Consistent with its multifunctional nature, TGF-β has been reported to regulate the activation and resolution phases of angiogenesis [183186]. In addition, TGF-β also affects ECM production and remodeling in EC microenvironments, and as such, impacts the interactions and communications between ECs and their supporting mesenchymal cells [187]. The ability of TGF- β to regulate angiogenesis was discovered by analyzing the vasculature of TGF-β1-deficient mice, which exhibit severe defects in hematopoiesis and EC differentiation that results in the production of weak, aberrantly formed capillaries [188]. Additional studies demonstrating a crucial role of TGF-β signaling in regulating angiogenesis were gleaned from analyses of mice lacking TβR-I [189], TβRII [190, 191], TβR-III [192, 193], ALK1 [194, 195], endoglin [196], Smad1 [197], or Smad5 [198], all of which exhibited vascular and endothelial defects. Clinically, the development of hereditary hemorrhagic telangiectasia type 1 (HTT1) results from the loss or inactivation of the gene for endoglin [199, 200], while the loss or inactivation of the gene for ALK1 elicits HHT2 [201, 202]. Moreover, HHT1 and HHT2 both are phenocopied in knockout mice lacking either endoglin [196, 203] or ALK1 [204], respectively. Thus, aberrant TGF-β signaling clearly underlies the development of multiple vascular disorders [205].

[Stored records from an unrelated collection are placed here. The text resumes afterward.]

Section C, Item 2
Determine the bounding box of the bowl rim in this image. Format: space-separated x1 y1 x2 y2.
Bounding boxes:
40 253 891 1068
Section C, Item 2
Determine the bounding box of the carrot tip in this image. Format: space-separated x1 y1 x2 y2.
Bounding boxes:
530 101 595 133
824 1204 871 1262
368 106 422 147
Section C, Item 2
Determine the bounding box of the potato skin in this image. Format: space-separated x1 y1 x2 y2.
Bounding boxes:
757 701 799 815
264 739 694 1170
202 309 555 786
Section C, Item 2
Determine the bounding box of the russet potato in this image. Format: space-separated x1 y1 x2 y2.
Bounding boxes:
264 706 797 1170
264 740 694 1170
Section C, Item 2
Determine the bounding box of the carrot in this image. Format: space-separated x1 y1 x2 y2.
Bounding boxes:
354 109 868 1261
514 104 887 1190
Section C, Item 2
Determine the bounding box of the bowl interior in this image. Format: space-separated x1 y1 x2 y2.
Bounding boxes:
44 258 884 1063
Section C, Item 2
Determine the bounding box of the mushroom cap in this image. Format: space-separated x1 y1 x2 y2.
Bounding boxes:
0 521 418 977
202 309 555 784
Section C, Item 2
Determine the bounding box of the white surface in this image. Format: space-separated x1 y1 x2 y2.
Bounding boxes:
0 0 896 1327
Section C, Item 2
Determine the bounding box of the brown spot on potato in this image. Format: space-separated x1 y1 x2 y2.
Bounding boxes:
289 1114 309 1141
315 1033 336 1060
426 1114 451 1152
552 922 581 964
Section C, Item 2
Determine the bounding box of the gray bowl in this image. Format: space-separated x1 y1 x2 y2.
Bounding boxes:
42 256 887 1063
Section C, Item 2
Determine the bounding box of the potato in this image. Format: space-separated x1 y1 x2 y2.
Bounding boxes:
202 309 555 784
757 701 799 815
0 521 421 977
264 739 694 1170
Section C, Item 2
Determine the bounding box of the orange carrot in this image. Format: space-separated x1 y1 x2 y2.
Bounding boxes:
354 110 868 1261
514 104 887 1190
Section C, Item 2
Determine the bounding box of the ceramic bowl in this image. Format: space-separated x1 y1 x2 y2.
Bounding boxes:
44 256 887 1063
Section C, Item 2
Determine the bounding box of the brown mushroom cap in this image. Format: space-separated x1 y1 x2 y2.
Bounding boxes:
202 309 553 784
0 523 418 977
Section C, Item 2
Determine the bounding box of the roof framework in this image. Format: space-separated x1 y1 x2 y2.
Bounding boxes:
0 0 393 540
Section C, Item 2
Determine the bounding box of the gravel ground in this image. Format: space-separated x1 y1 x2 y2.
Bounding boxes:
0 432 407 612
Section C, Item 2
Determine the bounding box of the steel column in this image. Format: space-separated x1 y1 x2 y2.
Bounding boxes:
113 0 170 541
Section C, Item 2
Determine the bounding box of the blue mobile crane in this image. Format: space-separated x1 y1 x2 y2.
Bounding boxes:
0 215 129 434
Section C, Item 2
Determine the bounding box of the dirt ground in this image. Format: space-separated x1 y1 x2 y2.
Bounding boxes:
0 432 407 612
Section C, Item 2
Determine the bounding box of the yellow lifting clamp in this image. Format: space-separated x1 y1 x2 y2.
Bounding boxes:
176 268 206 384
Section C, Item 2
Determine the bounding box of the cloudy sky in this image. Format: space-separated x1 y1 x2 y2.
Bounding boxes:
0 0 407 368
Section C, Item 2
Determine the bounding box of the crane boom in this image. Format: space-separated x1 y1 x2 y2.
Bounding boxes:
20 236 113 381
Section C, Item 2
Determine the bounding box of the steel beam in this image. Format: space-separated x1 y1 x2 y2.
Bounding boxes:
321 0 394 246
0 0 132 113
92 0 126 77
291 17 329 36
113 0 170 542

Genetic inactivation of ALK1 [195] and ALK5 [189] elicits embryonic lethality at E11.5 and E10.5, respectively, demonstrating the indispensable function of these genes in mediating normal embryonic angiogenesis and vasculogenesis. Quite surprisingly, recent studies have established that TGF-β differentially activates TβR-I/ALK5 versus ALK1, which elicits dramatically different angiogenic responses by ECs. For instance, TGF-β stimulation of TβR-I/ALK5 activates Smad2/3 and their transcription of the ECM proteins, plasminogen activator inhibitor type 1 (PAI-1) and fibronectin, which mediate angiostasis and vessel maturation [194, 206, 207]. In addition, Miyazono and colleagues [208] showed that TβR-I/ALK5 mediates TGF-β stimulation of EC gene expression profiles characteristic of angiostasis and vessel maturation, and of periendothelial cell differentiation. Thus, activation of TβR-I/ALK5 by TGF-β functions preferentially in regulating angiogenesis resolution [185, 208]. In contrast, activation of ALK1 by TGF-β stimulates Smad1/5/8 transcriptional activity and the expression of angiogenic genes, such as Id1 and interleukin 1 receptor-like 1 [194, 206208]. Thus, activation of ALK1 by TGF-β functions preferentially in regulating angiogenesis activation. Interestingly, the decision by TGF-β to couple to either ALK1 or ALK5 likely depends on the balance between TGF-β and angiogenic cytokines within tumor microenvironments. Indeed, low TGF-β concentrations enhance the ability of bFGF and VEGF to stimulate EC proliferation and angiogenic sprouting, while high TGF-β concentrations inhibit these angiogenic activities [185, 186].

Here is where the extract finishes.